The head of the embattled Missouri Public Defender System is stepping down after more than four years on the job.
Michael Barrett said he’s resigning effective early or mid-November and taking a job in New York state.
It’s “more family driven than anything else,” he said in an email to KCUR. “Son is in 8th grade. If we were going to move, it was before he got into high school.”
Barrett said he had a job in hand, although he didn’t specify what it is, but he stressed it was not the reason for his departure.
As director of the public defender system, Barrett oversees more than 500 lawyers who represent indigent clients in criminal cases.
The system has been chronically underfunded for years, and in 2017 the ACLU sued Missouri and state officials, saying the system faced an “urgent constitutional crisis.”
Barrett, in his capacity as director of the system, is one of the lawsuit’s defendants. But during his tenure, Barrett waged an often lonely battle to persuade legislators to appropriate more money for the system.
“I’ve done everything short of setting myself on fire to draw attention to the situation that the state has put us in,” Barrett told KCUR after the ACLU filed its lawsuit.
“Poor persons in this state, including poor children, are being pushed through the criminal justice system, fined excessively and deprived of their liberty, without receiving the benefit of an attorney who has the necessary time to look into their case,” Barrett said.
Sean O’Brien, the chief public defender in Kansas City from 1985 to 1989 and now a law professor at UMKC, said Barrett had an impossible job.
“You’re charged with the responsibility of effectively representing every person charged with a crime in the state of Missouri with about 25% of the resources that would be necessary to do that,” O'Brien said. “And he did as well as anybody to try to grab the legislature by the throat and lapels and throttle it.”
Ruth Petsch, who heads the public defender’s Kansas City office — the biggest in the system — said Barrett had “a really hard job” and “attacked it with a lot of force and spirit.”
“I think the attorneys in our office really felt supported by him,” Petsch said, noting that public defenders got their first raises in 20 years during Barrett’s tenure.
Missouri ranks 49th in the United States, just ahead of Mississippi, in the amount of money per capita it devotes to its public defender system, according to the ACLU’s lawsuit.
Earlier this year, a federal appeals court dismissed the suit against the state and the governor, ruling they were immune from suit.
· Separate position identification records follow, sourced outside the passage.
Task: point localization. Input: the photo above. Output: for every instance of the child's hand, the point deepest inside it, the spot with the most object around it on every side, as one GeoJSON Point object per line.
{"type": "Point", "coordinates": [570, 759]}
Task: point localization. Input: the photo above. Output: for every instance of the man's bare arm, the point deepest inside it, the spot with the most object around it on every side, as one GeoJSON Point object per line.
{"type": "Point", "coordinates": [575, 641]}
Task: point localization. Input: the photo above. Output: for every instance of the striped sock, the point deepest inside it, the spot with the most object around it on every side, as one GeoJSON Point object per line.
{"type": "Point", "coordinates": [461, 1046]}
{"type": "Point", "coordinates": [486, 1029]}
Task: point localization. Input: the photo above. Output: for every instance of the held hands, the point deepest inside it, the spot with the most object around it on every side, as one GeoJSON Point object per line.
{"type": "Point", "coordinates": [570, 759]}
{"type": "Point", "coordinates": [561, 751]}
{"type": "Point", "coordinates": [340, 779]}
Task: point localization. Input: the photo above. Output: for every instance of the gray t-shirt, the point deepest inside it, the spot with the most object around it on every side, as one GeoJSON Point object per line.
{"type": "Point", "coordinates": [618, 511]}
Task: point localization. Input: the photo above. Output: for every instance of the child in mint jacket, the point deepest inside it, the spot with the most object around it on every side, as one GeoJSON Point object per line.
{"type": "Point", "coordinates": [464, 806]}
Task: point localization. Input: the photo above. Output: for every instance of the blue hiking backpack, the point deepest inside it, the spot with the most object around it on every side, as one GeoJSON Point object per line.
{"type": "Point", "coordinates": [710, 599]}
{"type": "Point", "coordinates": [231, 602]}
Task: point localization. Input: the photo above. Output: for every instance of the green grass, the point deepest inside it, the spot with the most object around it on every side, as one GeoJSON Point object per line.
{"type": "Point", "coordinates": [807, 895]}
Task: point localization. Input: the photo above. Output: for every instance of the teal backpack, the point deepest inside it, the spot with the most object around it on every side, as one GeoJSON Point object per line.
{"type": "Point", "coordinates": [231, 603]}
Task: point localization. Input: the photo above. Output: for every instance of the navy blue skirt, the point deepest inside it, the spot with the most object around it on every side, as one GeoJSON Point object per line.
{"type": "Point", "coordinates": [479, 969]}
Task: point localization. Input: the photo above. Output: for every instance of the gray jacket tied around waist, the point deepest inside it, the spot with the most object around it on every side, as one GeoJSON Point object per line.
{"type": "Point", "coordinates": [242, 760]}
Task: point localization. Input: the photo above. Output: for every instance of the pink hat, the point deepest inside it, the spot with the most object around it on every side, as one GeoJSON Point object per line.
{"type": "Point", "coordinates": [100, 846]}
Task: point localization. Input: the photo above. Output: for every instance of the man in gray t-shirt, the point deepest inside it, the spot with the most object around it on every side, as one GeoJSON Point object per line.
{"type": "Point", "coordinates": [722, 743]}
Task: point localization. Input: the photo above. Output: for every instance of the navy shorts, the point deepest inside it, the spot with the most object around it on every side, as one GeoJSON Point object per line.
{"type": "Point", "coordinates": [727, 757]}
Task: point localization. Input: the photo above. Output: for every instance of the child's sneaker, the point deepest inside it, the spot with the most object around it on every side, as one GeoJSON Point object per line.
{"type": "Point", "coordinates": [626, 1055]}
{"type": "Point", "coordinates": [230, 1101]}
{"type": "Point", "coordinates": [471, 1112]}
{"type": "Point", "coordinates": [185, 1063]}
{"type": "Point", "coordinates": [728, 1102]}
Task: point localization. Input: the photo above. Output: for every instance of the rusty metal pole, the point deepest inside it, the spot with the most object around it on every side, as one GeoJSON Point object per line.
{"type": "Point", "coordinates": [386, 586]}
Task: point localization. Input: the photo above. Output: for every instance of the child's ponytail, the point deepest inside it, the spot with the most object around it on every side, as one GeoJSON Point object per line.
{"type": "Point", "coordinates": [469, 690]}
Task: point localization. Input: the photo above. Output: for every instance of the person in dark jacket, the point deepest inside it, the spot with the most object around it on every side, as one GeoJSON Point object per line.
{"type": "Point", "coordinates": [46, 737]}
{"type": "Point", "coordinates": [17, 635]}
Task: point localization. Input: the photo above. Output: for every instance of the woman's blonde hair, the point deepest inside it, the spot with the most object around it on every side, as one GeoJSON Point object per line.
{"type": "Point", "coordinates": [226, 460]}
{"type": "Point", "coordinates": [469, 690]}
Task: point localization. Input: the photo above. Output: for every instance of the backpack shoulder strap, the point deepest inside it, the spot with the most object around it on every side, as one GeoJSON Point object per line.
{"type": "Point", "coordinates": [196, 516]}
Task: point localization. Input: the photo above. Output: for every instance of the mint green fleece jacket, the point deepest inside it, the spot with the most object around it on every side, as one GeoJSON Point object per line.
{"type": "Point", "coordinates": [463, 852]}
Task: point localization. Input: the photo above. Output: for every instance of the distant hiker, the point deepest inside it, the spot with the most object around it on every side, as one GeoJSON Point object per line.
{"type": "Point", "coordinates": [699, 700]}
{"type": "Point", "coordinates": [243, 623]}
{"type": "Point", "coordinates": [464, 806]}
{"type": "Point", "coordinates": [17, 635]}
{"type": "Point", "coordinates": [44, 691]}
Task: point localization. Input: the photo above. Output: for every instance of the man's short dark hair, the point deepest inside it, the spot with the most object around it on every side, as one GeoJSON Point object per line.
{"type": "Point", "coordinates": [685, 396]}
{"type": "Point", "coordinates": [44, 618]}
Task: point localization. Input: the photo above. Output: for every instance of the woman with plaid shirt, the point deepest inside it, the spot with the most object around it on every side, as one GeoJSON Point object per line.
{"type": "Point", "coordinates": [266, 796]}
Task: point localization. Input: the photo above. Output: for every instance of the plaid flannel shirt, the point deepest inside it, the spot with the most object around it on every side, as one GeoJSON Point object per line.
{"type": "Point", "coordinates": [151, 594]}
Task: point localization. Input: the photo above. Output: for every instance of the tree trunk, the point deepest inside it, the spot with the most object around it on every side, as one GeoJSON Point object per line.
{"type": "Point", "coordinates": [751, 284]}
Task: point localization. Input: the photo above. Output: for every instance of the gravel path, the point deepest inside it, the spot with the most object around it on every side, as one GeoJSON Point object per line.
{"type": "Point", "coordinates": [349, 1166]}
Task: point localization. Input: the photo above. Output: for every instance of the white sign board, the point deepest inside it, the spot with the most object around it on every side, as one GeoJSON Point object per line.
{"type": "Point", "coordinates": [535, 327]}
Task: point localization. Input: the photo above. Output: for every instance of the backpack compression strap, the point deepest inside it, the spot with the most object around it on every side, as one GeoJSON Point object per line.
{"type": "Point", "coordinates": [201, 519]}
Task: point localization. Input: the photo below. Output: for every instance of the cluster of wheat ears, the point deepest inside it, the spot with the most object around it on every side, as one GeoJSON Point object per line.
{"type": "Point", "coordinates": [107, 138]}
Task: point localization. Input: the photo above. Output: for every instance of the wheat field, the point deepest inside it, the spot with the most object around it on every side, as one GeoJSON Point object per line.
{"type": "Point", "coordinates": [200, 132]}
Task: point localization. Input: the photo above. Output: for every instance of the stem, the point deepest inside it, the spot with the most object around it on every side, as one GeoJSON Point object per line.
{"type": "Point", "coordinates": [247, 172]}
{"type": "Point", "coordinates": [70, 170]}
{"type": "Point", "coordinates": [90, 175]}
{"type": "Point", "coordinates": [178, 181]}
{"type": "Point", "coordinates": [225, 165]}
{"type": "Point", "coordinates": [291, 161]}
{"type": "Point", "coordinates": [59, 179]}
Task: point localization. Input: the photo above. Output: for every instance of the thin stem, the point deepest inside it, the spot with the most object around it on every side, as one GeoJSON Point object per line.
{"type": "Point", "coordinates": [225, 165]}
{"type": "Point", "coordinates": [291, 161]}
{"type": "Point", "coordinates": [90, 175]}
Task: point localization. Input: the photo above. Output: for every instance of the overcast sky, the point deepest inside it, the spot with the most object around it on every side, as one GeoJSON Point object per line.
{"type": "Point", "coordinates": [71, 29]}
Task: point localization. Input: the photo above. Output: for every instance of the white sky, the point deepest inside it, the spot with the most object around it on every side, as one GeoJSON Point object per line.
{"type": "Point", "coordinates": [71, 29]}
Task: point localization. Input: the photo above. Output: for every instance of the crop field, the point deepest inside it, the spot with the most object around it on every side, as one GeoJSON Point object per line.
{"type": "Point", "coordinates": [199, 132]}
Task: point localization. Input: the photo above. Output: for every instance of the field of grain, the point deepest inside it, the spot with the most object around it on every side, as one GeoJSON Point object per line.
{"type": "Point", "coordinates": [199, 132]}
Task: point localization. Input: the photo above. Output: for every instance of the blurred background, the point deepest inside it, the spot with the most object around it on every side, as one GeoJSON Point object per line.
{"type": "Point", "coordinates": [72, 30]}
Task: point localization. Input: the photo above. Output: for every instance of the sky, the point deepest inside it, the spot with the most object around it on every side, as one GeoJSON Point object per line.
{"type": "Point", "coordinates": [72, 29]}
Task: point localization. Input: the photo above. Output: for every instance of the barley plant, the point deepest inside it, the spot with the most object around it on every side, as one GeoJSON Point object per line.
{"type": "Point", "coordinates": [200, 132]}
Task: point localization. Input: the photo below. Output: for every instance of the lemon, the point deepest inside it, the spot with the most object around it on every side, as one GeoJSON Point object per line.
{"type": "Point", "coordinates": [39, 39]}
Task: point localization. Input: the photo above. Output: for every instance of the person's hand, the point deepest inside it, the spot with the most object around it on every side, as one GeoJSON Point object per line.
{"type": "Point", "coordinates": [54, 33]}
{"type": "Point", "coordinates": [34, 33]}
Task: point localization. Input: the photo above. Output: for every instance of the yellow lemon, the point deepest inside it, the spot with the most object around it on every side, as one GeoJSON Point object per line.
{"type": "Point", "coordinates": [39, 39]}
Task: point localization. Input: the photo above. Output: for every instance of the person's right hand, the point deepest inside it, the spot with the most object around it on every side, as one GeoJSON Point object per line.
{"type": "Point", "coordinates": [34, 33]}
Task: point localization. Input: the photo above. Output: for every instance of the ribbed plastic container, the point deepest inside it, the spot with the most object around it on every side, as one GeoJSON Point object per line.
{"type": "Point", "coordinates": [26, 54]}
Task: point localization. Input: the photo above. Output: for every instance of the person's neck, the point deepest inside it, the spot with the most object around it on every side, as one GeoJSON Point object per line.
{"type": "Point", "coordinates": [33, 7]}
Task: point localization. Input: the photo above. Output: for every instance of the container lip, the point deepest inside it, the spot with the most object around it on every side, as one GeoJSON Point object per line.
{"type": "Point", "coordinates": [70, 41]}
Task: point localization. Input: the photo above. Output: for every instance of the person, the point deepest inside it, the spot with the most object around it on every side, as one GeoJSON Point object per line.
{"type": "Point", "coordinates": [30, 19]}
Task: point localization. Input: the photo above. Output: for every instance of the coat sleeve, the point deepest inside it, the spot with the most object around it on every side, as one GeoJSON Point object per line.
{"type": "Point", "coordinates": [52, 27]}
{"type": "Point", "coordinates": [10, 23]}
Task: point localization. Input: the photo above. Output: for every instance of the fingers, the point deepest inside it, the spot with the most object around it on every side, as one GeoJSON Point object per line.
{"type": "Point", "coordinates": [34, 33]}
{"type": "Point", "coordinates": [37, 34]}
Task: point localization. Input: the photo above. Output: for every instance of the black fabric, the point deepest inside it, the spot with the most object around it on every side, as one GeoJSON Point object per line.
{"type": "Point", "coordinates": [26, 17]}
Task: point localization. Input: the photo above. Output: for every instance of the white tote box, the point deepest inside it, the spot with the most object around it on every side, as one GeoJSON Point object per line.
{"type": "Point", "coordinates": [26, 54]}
The case continues, however, against five other defendants, including Barrett and the members of the Missouri Public Defender Commission.
While the ruling dealt a blow to the possibility of forcing the state to appropriate more money for the system, the court could still take other corrective action, including ordering the defendants to reduce public defenders’ caseloads.
In May, the ACLU and the public defender system reached an agreement meant to ensure that indigent defendants are properly represented when they go to court. The agreement sets maximum caseloads for public defenders and allows them to turn down cases in certain circumstances.
Missouri Attorney General Eric Schmitt opposed the deal, saying it fails to protect the interests of the public and would allow “untold numbers of alleged felons to avoid criminal prosecution.” But in July, a federal judge denied Schmitt’s motion to intervene in the case. Schmitt has appealed the judge’s decision.
Barrett, a native New Yorker, was a public defender in Albany, New York, and worked on a variety of criminal reform initiatives there for the legislature and two different governors. He moved to Missouri in 2011 and later became then-Gov. Jay Nixon’s deputy general counsel. He was tapped to head the public defender system in March 2015.
In a move intended to highlight the public defender system’s woes, Barrett in 2016 tried to assign a case to Nixon, a lawyer, citing the overburdened public defender system and state budget cuts. A Cole County judge blocked the move, saying Barrett had no authority to do so.
In his email, Barrett said that his tenure was “all about closing the gap on justice – striving to ensure that justice decisions are made on the merits, and that poor people don't lose their liberty because they are poor.”
“Missouri has achieved nothing by climbing the ranks of the most over-incarcerated states,” he said. “The prison budget climbed more than $150 million in 10 years with no return on investment when it comes to driving down violent crime. I think we have helped change the conversation in that regard – outing judges when they incarcerate people because they are simply too poor to pay their fines or post bond.”
Barrett's wife, Sebrina A. Barrett, is executive director of the Missour Bar. She too will be leaving her post and moving with her husband to New York.